And then there is: Frasier enters, a beat, he shoots them both, a beat, eats breakfast.

Anyway, the scene, as aired, is a favorite of mine. The entries and exits, and the room-service guy's part, are all classics of French farce (as I understand that). IOW (and I say this with respect and admiration, in general and specifically for this scene), we've seen this "scene" before.

And so it's all about the execution - the dialogue, the small details, and the performances.

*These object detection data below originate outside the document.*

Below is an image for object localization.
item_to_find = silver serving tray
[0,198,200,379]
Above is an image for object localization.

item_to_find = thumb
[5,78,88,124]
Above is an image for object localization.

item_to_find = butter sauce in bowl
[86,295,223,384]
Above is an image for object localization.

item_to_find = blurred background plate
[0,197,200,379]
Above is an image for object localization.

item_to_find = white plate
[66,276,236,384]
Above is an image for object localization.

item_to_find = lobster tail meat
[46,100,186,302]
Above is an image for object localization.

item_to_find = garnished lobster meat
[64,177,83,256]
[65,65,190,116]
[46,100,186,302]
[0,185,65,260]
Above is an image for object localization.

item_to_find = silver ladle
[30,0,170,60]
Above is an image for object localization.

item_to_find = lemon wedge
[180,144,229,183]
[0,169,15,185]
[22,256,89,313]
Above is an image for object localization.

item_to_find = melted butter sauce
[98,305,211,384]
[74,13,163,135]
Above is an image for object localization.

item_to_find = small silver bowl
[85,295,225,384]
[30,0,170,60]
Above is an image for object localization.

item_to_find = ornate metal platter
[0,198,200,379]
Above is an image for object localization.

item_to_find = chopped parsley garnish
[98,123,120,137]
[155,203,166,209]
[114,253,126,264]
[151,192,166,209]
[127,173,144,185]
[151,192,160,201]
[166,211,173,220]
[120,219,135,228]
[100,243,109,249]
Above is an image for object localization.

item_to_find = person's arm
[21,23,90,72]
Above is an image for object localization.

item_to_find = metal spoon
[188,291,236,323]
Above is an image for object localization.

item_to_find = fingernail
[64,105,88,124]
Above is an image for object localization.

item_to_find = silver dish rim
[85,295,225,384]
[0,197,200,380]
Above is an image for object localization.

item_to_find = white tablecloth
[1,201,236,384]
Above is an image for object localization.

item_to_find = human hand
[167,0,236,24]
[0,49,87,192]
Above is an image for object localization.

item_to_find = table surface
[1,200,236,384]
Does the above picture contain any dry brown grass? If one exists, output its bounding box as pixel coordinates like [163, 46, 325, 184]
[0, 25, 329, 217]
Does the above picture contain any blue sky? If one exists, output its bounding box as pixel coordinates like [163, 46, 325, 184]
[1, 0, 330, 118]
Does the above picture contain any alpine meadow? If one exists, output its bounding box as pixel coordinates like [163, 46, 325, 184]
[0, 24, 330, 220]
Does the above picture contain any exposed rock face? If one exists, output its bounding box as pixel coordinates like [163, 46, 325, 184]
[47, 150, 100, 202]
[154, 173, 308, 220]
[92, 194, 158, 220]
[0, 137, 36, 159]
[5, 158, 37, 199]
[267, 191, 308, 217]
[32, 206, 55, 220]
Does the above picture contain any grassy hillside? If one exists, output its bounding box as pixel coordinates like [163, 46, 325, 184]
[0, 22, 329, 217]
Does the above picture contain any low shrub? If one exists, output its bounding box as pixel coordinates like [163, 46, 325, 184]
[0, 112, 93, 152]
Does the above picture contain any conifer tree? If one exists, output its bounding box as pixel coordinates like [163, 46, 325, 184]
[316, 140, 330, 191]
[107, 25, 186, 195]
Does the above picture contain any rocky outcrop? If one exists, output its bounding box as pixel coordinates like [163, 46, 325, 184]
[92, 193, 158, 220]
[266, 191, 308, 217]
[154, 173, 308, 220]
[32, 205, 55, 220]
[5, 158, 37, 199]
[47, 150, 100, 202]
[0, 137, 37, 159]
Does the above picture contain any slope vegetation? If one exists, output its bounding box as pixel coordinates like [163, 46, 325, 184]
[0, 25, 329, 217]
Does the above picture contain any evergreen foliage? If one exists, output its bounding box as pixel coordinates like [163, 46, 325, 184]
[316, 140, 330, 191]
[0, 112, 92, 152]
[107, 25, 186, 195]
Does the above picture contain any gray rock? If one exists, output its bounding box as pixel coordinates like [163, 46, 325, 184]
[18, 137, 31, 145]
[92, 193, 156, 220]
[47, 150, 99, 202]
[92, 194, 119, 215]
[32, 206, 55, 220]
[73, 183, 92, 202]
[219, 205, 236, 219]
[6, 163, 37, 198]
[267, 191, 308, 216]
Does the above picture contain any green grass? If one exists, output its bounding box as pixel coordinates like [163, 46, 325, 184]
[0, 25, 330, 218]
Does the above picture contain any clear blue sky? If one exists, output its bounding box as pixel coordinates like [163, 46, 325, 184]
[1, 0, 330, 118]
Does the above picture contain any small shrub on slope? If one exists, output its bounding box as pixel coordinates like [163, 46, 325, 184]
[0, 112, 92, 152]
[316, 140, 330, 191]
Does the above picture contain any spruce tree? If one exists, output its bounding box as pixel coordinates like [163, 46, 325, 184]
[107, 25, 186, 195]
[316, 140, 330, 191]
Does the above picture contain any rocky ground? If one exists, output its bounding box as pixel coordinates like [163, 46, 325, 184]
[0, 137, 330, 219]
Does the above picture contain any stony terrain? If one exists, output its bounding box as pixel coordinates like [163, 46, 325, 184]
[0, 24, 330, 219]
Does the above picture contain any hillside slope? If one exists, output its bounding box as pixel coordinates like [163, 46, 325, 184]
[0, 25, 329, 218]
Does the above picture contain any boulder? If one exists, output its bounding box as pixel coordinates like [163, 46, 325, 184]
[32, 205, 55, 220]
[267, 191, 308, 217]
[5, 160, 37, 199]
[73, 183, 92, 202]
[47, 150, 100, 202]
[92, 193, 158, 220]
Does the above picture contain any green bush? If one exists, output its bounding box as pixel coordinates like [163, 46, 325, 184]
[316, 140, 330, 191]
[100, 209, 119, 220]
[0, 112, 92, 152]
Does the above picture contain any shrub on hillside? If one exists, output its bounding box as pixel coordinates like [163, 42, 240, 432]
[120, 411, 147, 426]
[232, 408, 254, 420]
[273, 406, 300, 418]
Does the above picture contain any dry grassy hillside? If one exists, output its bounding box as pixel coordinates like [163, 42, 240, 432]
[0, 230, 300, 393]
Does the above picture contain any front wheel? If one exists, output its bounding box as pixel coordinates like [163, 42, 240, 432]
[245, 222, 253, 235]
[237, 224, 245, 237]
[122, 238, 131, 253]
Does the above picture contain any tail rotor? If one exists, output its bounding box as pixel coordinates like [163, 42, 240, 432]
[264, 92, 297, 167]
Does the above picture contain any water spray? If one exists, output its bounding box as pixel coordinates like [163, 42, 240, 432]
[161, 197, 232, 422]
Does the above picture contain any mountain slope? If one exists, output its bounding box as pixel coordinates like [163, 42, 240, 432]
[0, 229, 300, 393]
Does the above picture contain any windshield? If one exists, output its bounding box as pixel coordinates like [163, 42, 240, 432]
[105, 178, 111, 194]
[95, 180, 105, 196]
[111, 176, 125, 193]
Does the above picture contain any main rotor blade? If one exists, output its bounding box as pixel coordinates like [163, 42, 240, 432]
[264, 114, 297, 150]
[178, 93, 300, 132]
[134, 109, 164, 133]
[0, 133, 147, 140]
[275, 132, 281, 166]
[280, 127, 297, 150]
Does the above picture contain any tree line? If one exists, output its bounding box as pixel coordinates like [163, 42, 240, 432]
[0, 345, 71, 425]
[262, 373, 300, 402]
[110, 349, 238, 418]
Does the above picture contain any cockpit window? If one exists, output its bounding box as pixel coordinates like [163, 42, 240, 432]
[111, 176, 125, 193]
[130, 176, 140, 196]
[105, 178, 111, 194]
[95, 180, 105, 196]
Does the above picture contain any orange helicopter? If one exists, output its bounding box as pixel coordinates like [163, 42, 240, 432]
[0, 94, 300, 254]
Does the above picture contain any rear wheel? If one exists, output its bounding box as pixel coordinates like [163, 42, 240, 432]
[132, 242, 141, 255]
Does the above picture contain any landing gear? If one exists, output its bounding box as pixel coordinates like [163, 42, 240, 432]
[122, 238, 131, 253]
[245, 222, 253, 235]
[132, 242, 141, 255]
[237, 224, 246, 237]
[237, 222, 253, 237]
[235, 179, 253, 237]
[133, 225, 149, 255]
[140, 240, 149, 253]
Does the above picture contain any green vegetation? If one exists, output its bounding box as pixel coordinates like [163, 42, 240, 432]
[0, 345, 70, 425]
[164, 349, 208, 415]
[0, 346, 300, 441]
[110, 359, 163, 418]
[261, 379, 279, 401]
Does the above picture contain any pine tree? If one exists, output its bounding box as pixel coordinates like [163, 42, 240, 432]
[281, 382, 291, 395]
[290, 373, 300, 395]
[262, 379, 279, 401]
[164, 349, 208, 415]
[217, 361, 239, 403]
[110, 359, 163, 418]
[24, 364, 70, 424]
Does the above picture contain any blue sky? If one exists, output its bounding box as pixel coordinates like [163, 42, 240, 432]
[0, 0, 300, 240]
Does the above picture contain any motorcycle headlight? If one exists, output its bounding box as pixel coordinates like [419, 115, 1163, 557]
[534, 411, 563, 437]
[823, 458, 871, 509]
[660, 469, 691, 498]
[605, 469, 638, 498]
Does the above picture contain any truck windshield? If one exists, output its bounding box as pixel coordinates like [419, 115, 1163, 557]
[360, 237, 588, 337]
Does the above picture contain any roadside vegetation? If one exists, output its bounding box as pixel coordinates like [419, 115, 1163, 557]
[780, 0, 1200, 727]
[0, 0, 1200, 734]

Thanks for the original, and for today's post.

benson said...

Yes, but food in the bathroom?

Johnny Walker said...

Brilliant idea. Thanks for sharing.

Makes me wonder if you could start with the short version and work your way up, but that feels like it might be detrimental.

iconoclast59 said...

Friday question:

Ken, what do you think about this season of The Good Wife? The show had such terrific writing and well fleshed-out characters, and this season has turned into a tire fire. Characters doing stupidly improbable things (based on how they've been written up to now), plot lines that are picked up and dropped without any explanation or resolution, and, probably worst of all, making the titular character downright unlikeable.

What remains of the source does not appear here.